The three-stage environmental method introduced in the RTEA optimization framework enhances both the convergence and diversity of the population, thereby reinforcing the balance between these two aspects. The first-stage individual selection method, which is based on clustering, emphasizes not only the preservation of global diversity but also the convergence of the population when selecting individuals from each class. In contrast, the third-stage individual selection method, which utilizes vector angles, primarily aims to ensure population diversity while also considering convergence. Additionally, the RTEA optimization method introduces a sorting approach based on residual rectangles, enabling the optimal utilization of the remaining space in the hot press bracket, thereby enhancing its overall efficiency. This method significantly optimizes both the entering sequence and the placement orientation of components within the hot press. Consequently, the high-dimensional, multi-objective decision-making RTEA method effectively addresses the production scheduling problem associated with the creep forming process for aluminum alloy aerospace component production.
The ACF01 benchmark case was taken as the research object to verify in detail the engineering applicability and computational efficiency of the RTEA decision optimization method for the whole-process scheduling problem in aluminum alloy aerospace component creep forming production.
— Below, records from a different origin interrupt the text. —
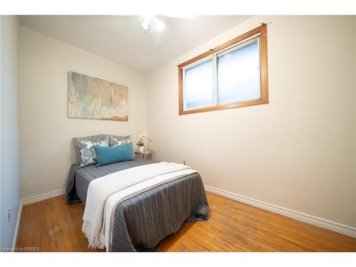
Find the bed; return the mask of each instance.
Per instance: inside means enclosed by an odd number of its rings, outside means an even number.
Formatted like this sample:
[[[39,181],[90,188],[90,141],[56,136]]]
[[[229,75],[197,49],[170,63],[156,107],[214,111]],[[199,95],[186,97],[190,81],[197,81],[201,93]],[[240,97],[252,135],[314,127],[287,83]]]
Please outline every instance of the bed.
[[[116,172],[155,162],[135,159],[97,167],[70,167],[66,192],[68,204],[85,205],[91,181]],[[139,194],[115,210],[108,251],[152,251],[184,221],[206,221],[209,206],[199,173],[178,178]]]

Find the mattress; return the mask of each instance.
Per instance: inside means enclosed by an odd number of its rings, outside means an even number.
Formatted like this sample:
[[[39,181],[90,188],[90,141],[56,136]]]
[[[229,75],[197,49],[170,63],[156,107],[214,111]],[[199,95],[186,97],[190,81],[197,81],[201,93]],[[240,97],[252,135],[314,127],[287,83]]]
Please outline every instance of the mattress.
[[[69,204],[87,197],[89,184],[95,179],[155,163],[135,159],[96,167],[70,167],[66,197]],[[161,184],[121,202],[116,208],[110,251],[154,251],[165,236],[175,233],[184,221],[208,219],[209,205],[199,173]]]

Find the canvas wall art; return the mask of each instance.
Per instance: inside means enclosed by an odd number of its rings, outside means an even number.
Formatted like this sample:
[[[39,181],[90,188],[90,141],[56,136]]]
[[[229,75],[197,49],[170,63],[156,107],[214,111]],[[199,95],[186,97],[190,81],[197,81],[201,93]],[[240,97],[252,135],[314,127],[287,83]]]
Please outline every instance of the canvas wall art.
[[[68,71],[69,117],[128,120],[129,88],[115,83]]]

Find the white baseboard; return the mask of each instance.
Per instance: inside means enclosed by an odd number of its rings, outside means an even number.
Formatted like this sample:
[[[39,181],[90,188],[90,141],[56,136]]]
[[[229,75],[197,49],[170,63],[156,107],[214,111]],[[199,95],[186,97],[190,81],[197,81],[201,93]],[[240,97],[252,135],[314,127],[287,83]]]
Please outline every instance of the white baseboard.
[[[53,191],[51,192],[45,193],[45,194],[38,194],[37,196],[33,196],[33,197],[28,197],[28,198],[22,199],[22,204],[23,205],[28,205],[29,204],[38,202],[38,201],[41,201],[42,200],[51,199],[52,197],[61,196],[62,194],[66,194],[66,189]]]
[[[19,227],[20,227],[20,221],[22,214],[22,206],[24,205],[28,205],[29,204],[38,202],[42,200],[51,199],[52,197],[61,196],[64,194],[66,194],[66,189],[53,191],[51,192],[39,194],[38,196],[27,197],[20,201],[20,206],[19,206],[19,214],[17,214],[16,225],[15,226],[15,231],[14,232],[14,238],[12,239],[11,251],[15,251],[15,248],[16,246],[17,235],[19,234]]]
[[[224,190],[209,187],[208,185],[205,185],[204,187],[206,191],[211,193],[216,194],[234,200],[237,200],[251,206],[257,206],[258,208],[281,214],[298,221],[300,221],[307,224],[315,225],[318,227],[325,228],[325,229],[334,231],[346,236],[356,238],[356,228],[348,226],[347,225],[341,224],[335,221],[328,221],[325,219],[316,217],[312,215],[305,214],[299,211],[295,211],[289,209],[286,209],[268,203],[260,201],[259,200],[250,199],[249,197],[231,193]]]
[[[20,227],[20,221],[22,214],[22,199],[20,200],[19,206],[19,213],[17,214],[16,225],[15,226],[15,231],[14,232],[14,238],[12,239],[11,251],[15,251],[15,248],[17,243],[17,235],[19,234],[19,227]]]

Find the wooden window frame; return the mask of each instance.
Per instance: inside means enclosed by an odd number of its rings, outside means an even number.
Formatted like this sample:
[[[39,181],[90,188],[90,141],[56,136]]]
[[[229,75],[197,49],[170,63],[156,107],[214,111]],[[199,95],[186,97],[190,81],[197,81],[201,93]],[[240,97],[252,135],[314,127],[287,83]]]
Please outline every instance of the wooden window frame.
[[[250,37],[259,34],[259,51],[260,51],[260,83],[261,83],[261,98],[243,102],[221,104],[210,107],[198,108],[196,109],[184,110],[183,101],[183,68],[190,64],[201,61],[204,58],[221,52],[222,50],[233,46],[238,43],[244,41]],[[178,65],[178,87],[179,87],[179,115],[203,112],[206,111],[225,110],[228,108],[248,107],[251,105],[267,104],[268,103],[268,63],[267,63],[267,25],[261,24],[261,26],[244,33],[232,40],[228,41],[208,51],[203,53],[189,61]]]

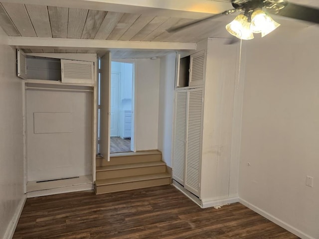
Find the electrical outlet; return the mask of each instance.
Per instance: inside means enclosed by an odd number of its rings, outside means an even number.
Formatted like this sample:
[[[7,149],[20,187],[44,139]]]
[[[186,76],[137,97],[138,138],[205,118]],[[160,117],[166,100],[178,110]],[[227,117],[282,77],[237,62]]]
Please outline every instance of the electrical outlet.
[[[314,178],[310,176],[307,176],[306,177],[306,185],[308,187],[314,187]]]

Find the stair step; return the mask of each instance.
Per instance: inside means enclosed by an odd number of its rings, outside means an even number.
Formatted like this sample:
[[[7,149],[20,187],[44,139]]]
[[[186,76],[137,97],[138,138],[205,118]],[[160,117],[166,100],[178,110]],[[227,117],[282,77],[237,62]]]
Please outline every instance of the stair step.
[[[97,194],[170,184],[170,175],[161,173],[145,175],[97,180]]]
[[[125,164],[117,164],[115,165],[100,166],[96,167],[97,172],[103,171],[119,170],[129,168],[144,168],[154,166],[165,166],[166,164],[161,161],[154,162],[143,162],[142,163],[127,163]]]
[[[96,179],[164,173],[166,164],[160,161],[96,167]]]
[[[96,166],[108,166],[161,160],[161,153],[159,150],[114,153],[111,154],[109,162],[103,158],[97,158]]]
[[[155,150],[147,150],[147,151],[138,151],[137,152],[124,152],[122,153],[112,153],[110,154],[110,158],[115,158],[117,157],[123,157],[124,156],[138,156],[138,155],[149,155],[153,154],[160,154],[161,152],[160,151]]]

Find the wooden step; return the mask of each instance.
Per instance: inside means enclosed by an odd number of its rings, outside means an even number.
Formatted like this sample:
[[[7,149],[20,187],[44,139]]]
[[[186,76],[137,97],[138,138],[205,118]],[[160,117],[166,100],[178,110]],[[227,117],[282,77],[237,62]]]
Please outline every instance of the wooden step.
[[[96,167],[96,179],[164,173],[166,164],[161,161],[101,166]]]
[[[103,158],[97,158],[96,166],[114,165],[161,160],[161,153],[159,150],[114,153],[111,154],[109,162]]]
[[[96,194],[101,194],[170,183],[170,175],[161,173],[97,180],[95,181],[95,190]]]

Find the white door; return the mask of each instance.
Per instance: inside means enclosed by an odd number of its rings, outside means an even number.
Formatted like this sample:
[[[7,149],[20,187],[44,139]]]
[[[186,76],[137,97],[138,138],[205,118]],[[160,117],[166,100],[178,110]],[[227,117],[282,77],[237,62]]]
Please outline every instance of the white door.
[[[111,53],[101,58],[100,152],[110,161]]]
[[[188,91],[184,187],[197,196],[200,190],[203,96],[202,88]]]
[[[187,91],[178,91],[175,95],[172,176],[182,185],[184,185],[185,171],[187,98]]]
[[[118,137],[119,134],[119,74],[111,74],[111,136]]]

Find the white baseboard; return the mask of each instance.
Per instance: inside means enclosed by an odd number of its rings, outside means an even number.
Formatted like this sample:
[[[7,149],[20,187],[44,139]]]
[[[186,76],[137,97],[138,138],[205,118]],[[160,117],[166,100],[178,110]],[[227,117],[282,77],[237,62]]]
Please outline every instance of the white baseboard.
[[[291,225],[290,225],[289,224],[285,223],[285,222],[281,220],[276,217],[274,217],[274,216],[270,214],[267,212],[265,212],[265,211],[258,208],[258,207],[251,204],[251,203],[249,203],[246,200],[244,200],[244,199],[239,198],[239,202],[242,204],[246,206],[247,207],[250,208],[252,210],[254,211],[254,212],[256,212],[258,214],[261,215],[264,218],[267,218],[269,221],[271,221],[273,223],[275,223],[276,224],[280,226],[283,228],[284,228],[288,231],[290,232],[292,234],[295,234],[296,236],[300,237],[302,239],[316,239],[315,238],[308,235],[306,233],[303,233],[297,228],[292,226]]]
[[[13,237],[13,234],[16,228],[16,225],[19,222],[19,219],[20,216],[22,213],[22,210],[23,209],[25,201],[26,200],[26,195],[23,194],[23,197],[21,199],[19,205],[15,211],[15,213],[13,215],[13,217],[10,222],[9,225],[6,229],[5,234],[4,234],[4,239],[11,239]]]
[[[231,203],[238,203],[239,199],[238,197],[226,198],[221,199],[213,199],[211,200],[202,200],[202,208],[207,208],[216,206],[222,206]]]
[[[93,184],[81,184],[79,185],[72,185],[66,187],[61,187],[56,188],[45,189],[43,190],[34,191],[27,193],[28,198],[34,198],[35,197],[41,197],[42,196],[52,195],[60,193],[71,193],[72,192],[78,192],[80,191],[92,190],[94,187]]]

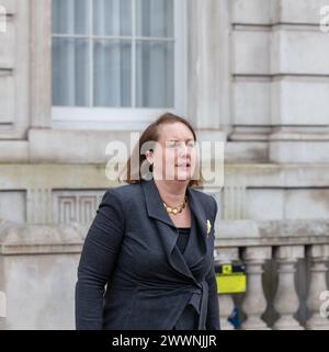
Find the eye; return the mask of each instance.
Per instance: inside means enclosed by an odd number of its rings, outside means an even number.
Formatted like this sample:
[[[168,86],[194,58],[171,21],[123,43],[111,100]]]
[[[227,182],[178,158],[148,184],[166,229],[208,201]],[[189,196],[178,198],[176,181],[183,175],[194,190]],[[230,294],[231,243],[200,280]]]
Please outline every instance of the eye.
[[[177,147],[179,147],[179,145],[180,145],[180,140],[168,140],[167,141],[167,146],[169,148],[177,148]]]
[[[195,147],[195,140],[189,140],[188,141],[188,147],[189,148],[194,148]]]

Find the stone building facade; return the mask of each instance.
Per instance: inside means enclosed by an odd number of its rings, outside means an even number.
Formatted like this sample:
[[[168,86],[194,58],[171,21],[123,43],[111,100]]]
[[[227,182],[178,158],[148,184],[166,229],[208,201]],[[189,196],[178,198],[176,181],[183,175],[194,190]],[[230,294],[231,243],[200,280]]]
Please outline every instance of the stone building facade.
[[[117,185],[105,178],[106,145],[127,143],[161,109],[143,116],[136,109],[136,121],[134,110],[126,120],[118,109],[109,121],[97,111],[95,120],[58,118],[52,1],[0,4],[0,291],[7,297],[0,327],[73,328],[83,236],[104,190]],[[249,263],[253,288],[248,286],[242,304],[251,317],[245,328],[271,325],[262,318],[271,294],[261,282],[270,259],[291,275],[279,272],[273,305],[291,319],[279,318],[276,328],[306,323],[311,314],[308,327],[319,321],[317,297],[327,287],[329,256],[329,33],[320,27],[326,5],[180,0],[183,98],[175,111],[190,118],[201,140],[225,145],[224,185],[207,192],[219,205],[218,262]],[[297,261],[305,258],[317,276],[314,286],[300,284],[308,287],[303,293],[291,279],[296,269],[303,276]],[[288,297],[308,307],[298,323],[298,304]],[[226,318],[232,299],[219,299],[228,307],[220,313]]]

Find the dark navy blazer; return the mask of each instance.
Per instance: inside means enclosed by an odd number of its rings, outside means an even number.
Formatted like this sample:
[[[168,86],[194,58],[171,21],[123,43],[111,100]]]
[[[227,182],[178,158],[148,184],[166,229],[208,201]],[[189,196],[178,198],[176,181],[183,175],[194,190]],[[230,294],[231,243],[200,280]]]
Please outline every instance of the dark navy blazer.
[[[171,330],[190,303],[198,313],[198,330],[219,330],[217,204],[191,188],[186,195],[195,222],[182,254],[154,180],[105,192],[78,268],[77,329]]]

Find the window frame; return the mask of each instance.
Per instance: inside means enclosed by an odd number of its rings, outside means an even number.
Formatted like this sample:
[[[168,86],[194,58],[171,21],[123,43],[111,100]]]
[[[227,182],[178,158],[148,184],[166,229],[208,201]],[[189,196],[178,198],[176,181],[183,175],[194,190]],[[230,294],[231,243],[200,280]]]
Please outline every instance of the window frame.
[[[92,0],[90,0],[92,1]],[[72,129],[143,129],[161,113],[172,112],[184,115],[186,112],[186,0],[174,1],[174,104],[170,107],[84,107],[52,106],[52,127]],[[133,0],[133,11],[135,11]],[[134,13],[134,12],[133,12]],[[135,16],[135,14],[134,14]],[[133,21],[134,25],[134,21]],[[53,33],[52,33],[53,38]],[[92,56],[92,55],[91,55]],[[132,57],[135,67],[135,57]],[[92,61],[90,63],[92,67]],[[134,69],[132,87],[135,87]],[[132,88],[133,89],[133,88]],[[134,88],[135,92],[135,88]]]

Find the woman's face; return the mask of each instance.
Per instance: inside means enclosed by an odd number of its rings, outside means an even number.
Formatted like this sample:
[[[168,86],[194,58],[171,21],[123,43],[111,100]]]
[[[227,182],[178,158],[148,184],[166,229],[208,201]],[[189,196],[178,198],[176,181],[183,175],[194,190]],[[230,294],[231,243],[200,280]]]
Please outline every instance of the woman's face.
[[[190,181],[196,167],[196,145],[190,128],[180,123],[159,126],[158,145],[152,152],[154,178]]]

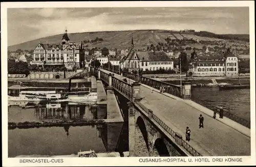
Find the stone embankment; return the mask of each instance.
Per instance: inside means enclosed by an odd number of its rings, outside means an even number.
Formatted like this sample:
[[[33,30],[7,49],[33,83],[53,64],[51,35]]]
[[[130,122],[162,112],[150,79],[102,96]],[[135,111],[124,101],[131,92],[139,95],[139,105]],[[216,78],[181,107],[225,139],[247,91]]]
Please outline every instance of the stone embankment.
[[[105,123],[104,120],[76,120],[76,121],[55,121],[52,122],[8,122],[8,129],[28,129],[39,127],[63,127],[66,125],[76,126],[90,125],[101,124]]]

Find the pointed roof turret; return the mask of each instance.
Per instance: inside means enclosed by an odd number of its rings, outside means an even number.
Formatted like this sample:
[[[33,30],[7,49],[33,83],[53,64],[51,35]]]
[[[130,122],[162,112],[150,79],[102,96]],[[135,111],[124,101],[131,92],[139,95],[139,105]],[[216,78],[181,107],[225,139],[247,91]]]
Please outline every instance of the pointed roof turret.
[[[132,47],[133,48],[134,45],[133,44],[133,37],[132,37]]]
[[[70,126],[69,125],[66,125],[66,126],[64,126],[64,129],[65,129],[65,132],[66,132],[66,134],[67,134],[67,136],[68,137],[68,138],[69,137],[69,128],[70,127]]]
[[[65,40],[66,41],[69,41],[69,37],[68,36],[68,30],[67,30],[67,28],[65,31],[65,34],[62,36],[62,40]]]

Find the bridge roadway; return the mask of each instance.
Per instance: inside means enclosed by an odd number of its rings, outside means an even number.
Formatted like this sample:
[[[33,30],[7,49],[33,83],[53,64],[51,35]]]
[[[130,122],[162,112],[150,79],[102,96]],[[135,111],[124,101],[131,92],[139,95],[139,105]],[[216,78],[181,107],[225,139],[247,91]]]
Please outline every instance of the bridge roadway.
[[[101,69],[109,73],[110,72]],[[114,73],[119,79],[120,75]],[[131,79],[127,78],[130,84]],[[153,88],[152,88],[153,89]],[[204,114],[201,111],[185,103],[182,99],[172,98],[153,91],[141,85],[141,103],[160,118],[167,125],[185,138],[186,127],[191,130],[189,144],[203,156],[250,155],[250,137],[229,126]],[[199,117],[204,118],[204,128],[199,128]]]

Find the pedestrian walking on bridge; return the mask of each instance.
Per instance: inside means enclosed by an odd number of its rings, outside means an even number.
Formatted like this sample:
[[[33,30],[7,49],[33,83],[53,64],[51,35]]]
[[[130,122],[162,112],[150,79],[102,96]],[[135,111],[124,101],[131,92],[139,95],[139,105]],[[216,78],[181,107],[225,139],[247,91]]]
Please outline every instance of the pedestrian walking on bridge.
[[[222,107],[220,107],[220,118],[223,118],[224,109]]]
[[[202,116],[202,114],[200,114],[200,116],[199,117],[199,128],[201,127],[204,127],[204,117]]]
[[[188,142],[190,140],[190,132],[189,128],[187,126],[187,128],[186,129],[186,141]]]

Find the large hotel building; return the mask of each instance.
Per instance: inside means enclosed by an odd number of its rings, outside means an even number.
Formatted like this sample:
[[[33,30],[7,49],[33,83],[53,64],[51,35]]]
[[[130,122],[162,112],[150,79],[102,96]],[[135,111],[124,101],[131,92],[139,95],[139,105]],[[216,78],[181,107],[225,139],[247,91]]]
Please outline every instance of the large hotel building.
[[[238,76],[238,58],[231,52],[219,57],[198,57],[188,73],[197,76]]]
[[[69,41],[66,30],[61,43],[39,43],[34,49],[32,64],[36,64],[39,67],[65,66],[68,69],[81,66],[84,60],[83,45]]]

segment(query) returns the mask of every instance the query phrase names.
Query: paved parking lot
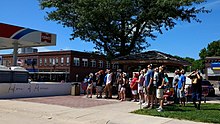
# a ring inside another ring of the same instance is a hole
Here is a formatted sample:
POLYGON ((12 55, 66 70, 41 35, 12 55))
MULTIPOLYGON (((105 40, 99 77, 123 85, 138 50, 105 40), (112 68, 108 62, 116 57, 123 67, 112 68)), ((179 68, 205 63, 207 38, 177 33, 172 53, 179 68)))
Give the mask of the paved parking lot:
POLYGON ((116 100, 105 100, 96 98, 85 98, 85 96, 51 96, 51 97, 36 97, 36 98, 20 98, 14 99, 17 101, 36 102, 51 105, 61 105, 74 108, 87 108, 106 104, 118 103, 116 100))

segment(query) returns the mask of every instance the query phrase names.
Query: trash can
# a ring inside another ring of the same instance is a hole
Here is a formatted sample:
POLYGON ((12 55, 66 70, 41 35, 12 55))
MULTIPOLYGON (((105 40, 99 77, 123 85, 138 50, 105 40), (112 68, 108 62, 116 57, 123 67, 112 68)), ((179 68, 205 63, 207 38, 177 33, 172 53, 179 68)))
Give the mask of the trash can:
POLYGON ((12 66, 11 70, 13 83, 28 83, 29 73, 25 68, 12 66))
POLYGON ((71 95, 73 96, 80 95, 80 84, 79 83, 72 83, 71 95))
POLYGON ((0 65, 0 83, 12 83, 12 72, 6 66, 0 65))

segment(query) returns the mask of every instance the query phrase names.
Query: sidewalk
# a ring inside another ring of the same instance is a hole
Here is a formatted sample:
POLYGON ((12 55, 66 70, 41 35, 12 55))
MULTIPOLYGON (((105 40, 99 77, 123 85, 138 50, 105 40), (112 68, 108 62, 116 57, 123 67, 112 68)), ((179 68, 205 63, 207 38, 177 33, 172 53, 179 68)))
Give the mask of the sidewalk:
POLYGON ((132 114, 131 111, 139 109, 139 105, 134 102, 119 102, 114 99, 96 100, 94 97, 88 100, 112 101, 112 103, 76 108, 17 100, 0 100, 0 122, 4 124, 198 124, 198 122, 186 120, 132 114))

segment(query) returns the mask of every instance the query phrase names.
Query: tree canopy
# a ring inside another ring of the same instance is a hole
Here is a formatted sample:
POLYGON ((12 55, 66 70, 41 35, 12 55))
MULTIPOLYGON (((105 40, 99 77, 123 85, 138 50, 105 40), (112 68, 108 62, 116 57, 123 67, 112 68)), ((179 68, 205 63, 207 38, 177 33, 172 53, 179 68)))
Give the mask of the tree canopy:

Figure 7 and Figure 8 show the evolution laws of five intelligent optimization algorithms under the dual indicators of HV and IGD, respectively. The experimental data show that all algorithms exhibit stable convergence characteristics during the iteration process. In particular, the HV metric shows a continuous upward trend with the increase in the number of function evaluations, while the IGD metric shows a monotonically decreasing trend. It is worth noting that the RTEA exhibits significant advantages in computational performance. The evolution curve of the HV measurement value always stays in the range of about 15–22% above the other algorithms (Figure 9), while the IGD index is reduced by an average of 50% compared with the comparison algorithms (Figure 10). The comparative experimental results strongly confirm that the RTEA method has better optimization ability and convergence accuracy in solving the scheduling problem in the creep forming production of aluminum alloy aerospace components.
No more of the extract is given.